Economy

Fed Concerned About Pace of Economic Growth

 

WASHINGTON -- (TheStreetFederal Reserve Chairman Ben Bernanke continues to expect moderate economic growth, gradual improvements to the unemployment rate and subdued inflation, but said that Fed policymakers consider the current uncertainty surrounding the job market and economic growth prospects to be "greater than normal."

Moreover, members of the Federal Open Market Committee have deemed risks to growth as more heavily weighted to the downside.

Bernanke
Federal Reserve Chairman Ben Bernanke

Delivering his testimony on the semiannual monetary policy report before the Committee on Banking, Housing and Urban Affairs in Washington on Wednesday, Bernanke blamed financial conditions that are no longer as supportive of growth, as eurozone debt levels negatively impacted investors' risk appetites.

Stocks, which had been paring losses and trading near the flat line by midday on Wednesday, extended their losses after Bernanke's statement. The Dow closed with a triple-digit loss, and other major U.S. averages finished the session down by more than 1%.

Doug Roberts, chief investment strategist at Channel Capital Research, said the Fed's elaboration into the Treasury situation was notable. According to the statement: "Proceeds from maturing Treasury securities are being reinvested in new issues of Treasury securities with similar maturities."

Bernanke said the committee may eventually want to shift the reinvestments into shorter-term maturities to bring the average maturity of Treasury holdings closer to pre-crisis levels, but currently, "no decision to change reinvestment policy has been made."

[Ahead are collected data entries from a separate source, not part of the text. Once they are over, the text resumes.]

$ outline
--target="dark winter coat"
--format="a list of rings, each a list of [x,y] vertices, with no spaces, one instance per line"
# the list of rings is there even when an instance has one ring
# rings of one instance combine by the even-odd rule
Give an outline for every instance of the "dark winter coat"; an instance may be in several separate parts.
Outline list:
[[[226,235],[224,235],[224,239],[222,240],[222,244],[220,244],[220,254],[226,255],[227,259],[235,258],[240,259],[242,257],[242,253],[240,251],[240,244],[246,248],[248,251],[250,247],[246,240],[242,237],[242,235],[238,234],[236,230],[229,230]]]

"If you go back to the June 23rd statement, the Fed was largely silent on what they've been doing with Treasuries," Roberts said. "You'd have to go back to an earlier statement to see implications that they're working on phasing out the program, but if they're sitting there, continuing to buy Treasuries, then that could be seen as continued quantitative easing and contrary to expectations that such accommodative policies were being phased out."

"While they're not increasing the program, they're also not ready to completely phase it out, which may account for why markets dropped off because investors saw it as a sign that the economy must really be weak."

Bernanke restated the FOMC's recently downgraded forecast for real gross domestic product growth of 3%-3.5% in 2010 and 3.5%-4.5% in 2011 and 2012. Progress in job growth is also now expected to be more sluggish than previously thought, with the unemployment rate unlikely to fall to the 7%-7.5% range until the end of 2012.

As expected, Bernanke reiterated the oft-repeated assurance that the FOMC continues to believe that economic conditions will warrant an exceptionally low target interest rate for an extended period of time because inflationary pressures aren't a near-term concern.

Even as the Fed chairman acknowledged that accommodative policies will eventually have to be unwound to ward against the buildup of inflationary pressures, Bernanke said that because the outlook is so uncertain, the committee will keep a close eye on economic developments and remains ready "to take further policy actions as needed to foster a return to full utilization of our nation's productive potential in a context of price stability."

Much of the statement rehashed the FOMC's June statement, but Bernanke did applaud President Barack Obama for the new financial reform legislation signed earlier on Wednesday.

"I believe that the legislation, together with stronger regulatory standards for bank capital and liquidity now being developed, will place our financial system on a sounder foundation and minimize the risk of a repetition of the devastating events of the past three years," Bernanke said.